Grandma Chen did what was right and showed moral courage. When interviewed, she was asked why she had done it, and she simply replied, “I just did it because it was the right thing to do.” That is greatness in action.

 

Greatness is Enjoying Healthier Family Life

I am reminded of my pro-bono work in mediating between divorcing couples. The story keeps repeating itself.

I was mediating between a multi-millionaire property developer husband and a high-flying banker wife. During the caucus session, the wife confided, “My husband keeps telling my son and me, ‘I work very hard. I am building all these empires for you.’ Now he has built the empires but we are no longer there to live in them!”

The common justification for making business our number one and chief priority—“I am doing it for the family”—has left too many people family-less.

One young engineer went berserk after his wife decided to end their five-year marriage. They had a three-year-old son. He was so devastated. He wept uncontrollably and inbetween sobs, told me, “I worked so damn hard, working overtime every night, so that we could move from public housing to a private condo. Now I have no one to live with. I neglected my wife and family. The price is too high to pay.”

In recent years, we have seen how great men and women have fallen because of failures in marriage and family.

  • Oscar Pistorius, who pushed through a double-leg amputation and earned gold medals in the Athens, Beijing, and London Paralympics for his track and field events. On 14 February 2013, he was found guilty of killing his girlfriend, Reeva Steenkamp.
  • Ng Boon Gay, the former Central Narcotics Bureau chief in Singapore, lost his job because of alleged corrupt practices for his sexual impropriety with one female Oracle IT executive. Although he was acquitted of the charge, he was retired from the Public Service Commission.
  • Michael Palmer, Singapore’s former Speaker of Parliament and a senior partner of a prestigious law firm, stunned the nation when he made the surprising announcement that he was involved in an extramarital affair with a divorcee named Laura Ong. This brilliant lawyer, caring Member of Parliament and fair-minded Speaker had to resign because of his affair.

How tragic! Certainly, greatness cannot be measured merely by economic terms, career greatness or material success. But I also believe in recovery. These men can regain their greatness when they turn around.

 

Greatness is Developing Successors and Successful Systems

One of parents’ greatest joys is to see their children become better than themselves. Fulfilment for teachers is seeing their students excel and develop into men and women of character and competence. One of the greatest accomplishments for any business leader or politician is to build a system for leaders to thrive in; leaders who are able to sustain and develop a better organization than the one the leaders leave behind.
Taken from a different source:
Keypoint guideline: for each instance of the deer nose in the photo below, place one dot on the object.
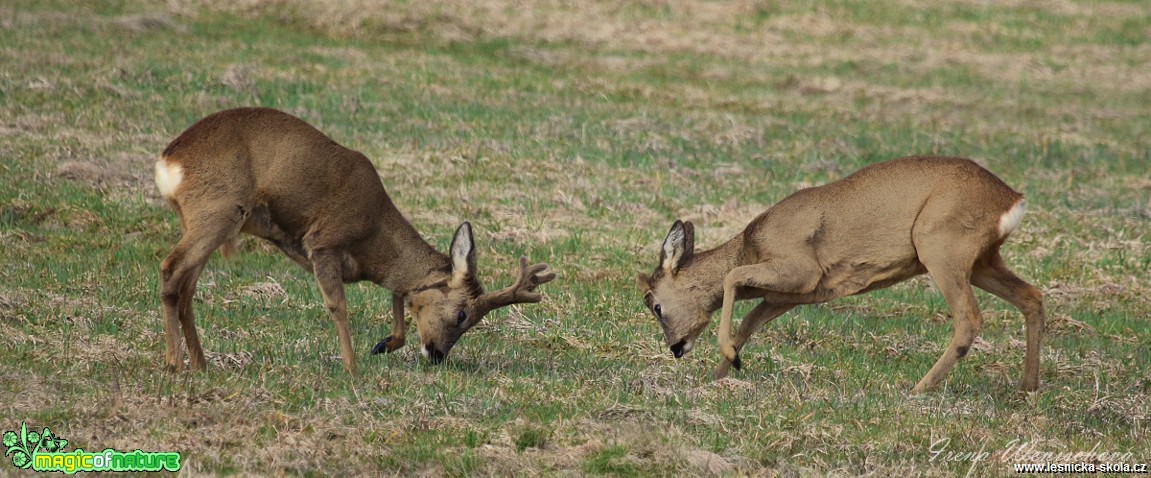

Tom Jones of Epsilon defines success in three ways: “For me, in this company, my success would be to have left three legacies: One, someone to replace me so that the company is not at risk; two, a solid value system that will transcend both them and me in terms of what the company stands for; and three, economic soundness and stability.”

Success without successors or a successful system is not success.

 

Question for the week:

Which aspect of greatness captures your imagination? Why?